Lehrerin aus Mellen half in Chile bei Reform des Bildungswesens
Lehrer aus Südamerika wollen Isabel Bongard nun ehren und arbeiten an ihrer Biografie
Von Wolfgang Simon
In Mellen mögen nur wenige Menschen etwas mit dem Namen Isabel Bongard anfangen können. In Chile jedoch ist die Frau aus dem Golddorf auch lange nach ihrem Tode noch eine Berühmtheit. Trug sie doch wesentlich dazu bei, die Lehrerausbildung in dem südamerikanischen Land aufzubauen.
Auf dem Gelände der Universidad de La Serena, eine Stadt im Norden der Hauptstadt Santiago, ist sogar ein Campus nach Isabel Bongard benannt, einer von vier Bereichen, in die die Hochschule eingeteilt ist. Dort bekam auch Adriana Alfonso-Wuertele ihre Ausbildung. Die Lehrerin aus Chile lernte später in Argentinien ihren deutschen Mann Dr. Werner Wuertele kennen und ging mit ihm nach Deutschland. Der Kontakt in die Heimat und zu den Studienkollegen riss aber nicht ab, und zum 50-jährigen Examensjubiläum im Jahr 2010 nahmen sich die ehemaligen Kollegen vor, das Leben und Wirken von Isabel Bongard näher zu untersuchen und eine Biographie zu verfassen.
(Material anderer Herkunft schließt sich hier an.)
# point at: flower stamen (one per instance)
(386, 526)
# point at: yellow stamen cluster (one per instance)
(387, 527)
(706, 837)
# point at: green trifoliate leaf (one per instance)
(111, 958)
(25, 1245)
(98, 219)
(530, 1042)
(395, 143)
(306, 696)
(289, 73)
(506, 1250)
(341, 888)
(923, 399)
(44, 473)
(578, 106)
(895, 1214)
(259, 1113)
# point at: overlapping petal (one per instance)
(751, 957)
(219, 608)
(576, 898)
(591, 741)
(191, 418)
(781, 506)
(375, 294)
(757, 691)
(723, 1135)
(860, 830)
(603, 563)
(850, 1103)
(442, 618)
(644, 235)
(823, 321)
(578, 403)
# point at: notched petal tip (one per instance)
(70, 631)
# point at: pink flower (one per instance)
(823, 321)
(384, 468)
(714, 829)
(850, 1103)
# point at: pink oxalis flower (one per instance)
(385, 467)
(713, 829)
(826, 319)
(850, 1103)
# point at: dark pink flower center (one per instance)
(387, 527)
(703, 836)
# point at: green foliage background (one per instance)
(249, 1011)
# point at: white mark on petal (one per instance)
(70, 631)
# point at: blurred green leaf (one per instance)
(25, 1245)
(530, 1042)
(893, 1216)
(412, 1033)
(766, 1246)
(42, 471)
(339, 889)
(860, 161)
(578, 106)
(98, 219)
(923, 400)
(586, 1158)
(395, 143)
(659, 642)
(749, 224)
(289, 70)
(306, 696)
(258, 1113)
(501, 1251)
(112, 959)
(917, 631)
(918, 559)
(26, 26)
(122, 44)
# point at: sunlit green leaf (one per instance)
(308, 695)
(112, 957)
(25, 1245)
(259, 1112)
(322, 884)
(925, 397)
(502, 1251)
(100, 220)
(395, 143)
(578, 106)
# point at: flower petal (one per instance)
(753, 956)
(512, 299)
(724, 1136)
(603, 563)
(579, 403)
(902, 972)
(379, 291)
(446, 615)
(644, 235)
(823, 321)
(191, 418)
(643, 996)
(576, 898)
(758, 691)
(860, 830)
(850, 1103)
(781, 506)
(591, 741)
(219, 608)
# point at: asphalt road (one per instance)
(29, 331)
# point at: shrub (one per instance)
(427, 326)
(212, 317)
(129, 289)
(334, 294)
Bekannt war, dass Isabel Bongard im Jahr 1884 in Chile ankam. Mit ihr reisten 13 weitere Lehrerinnen und acht Lehrer. Die Beziehungen zwischen Chile und Preußen waren damals sehr gut. Preußen hatte den unabhängigen Andenstaat schon sehr früh anerkannt und auch Militärberater ins Land an der Pazifikküste geschickt. Als die chilenische Regierung nun das Schulsystem reformieren wollte, suchte sie Lehrer in Preußen, und Isabel war eine von denen, die diesem Aufruf folgten. Über Bordeaux verließ sie Europa, kam schließlich nach Santiago und arbeitete als Schuldirektorin in der Stadt La Serena. 1898 wurde sie nach Iquique versetzt, heute eine wichtige Handelsstadt mit 216 000 Einwohnern. 1908 kehrte sie nach La Serena zurück und arbeitete bis 1927, also bis zu ihrem 77. Lebensjahr weiter im Schuldienst. Ein Jahr später verstarb sie. Den Kontakt in die alte Heimat ließ sie nie abreißen, war auch noch in Mellen zu Besuch.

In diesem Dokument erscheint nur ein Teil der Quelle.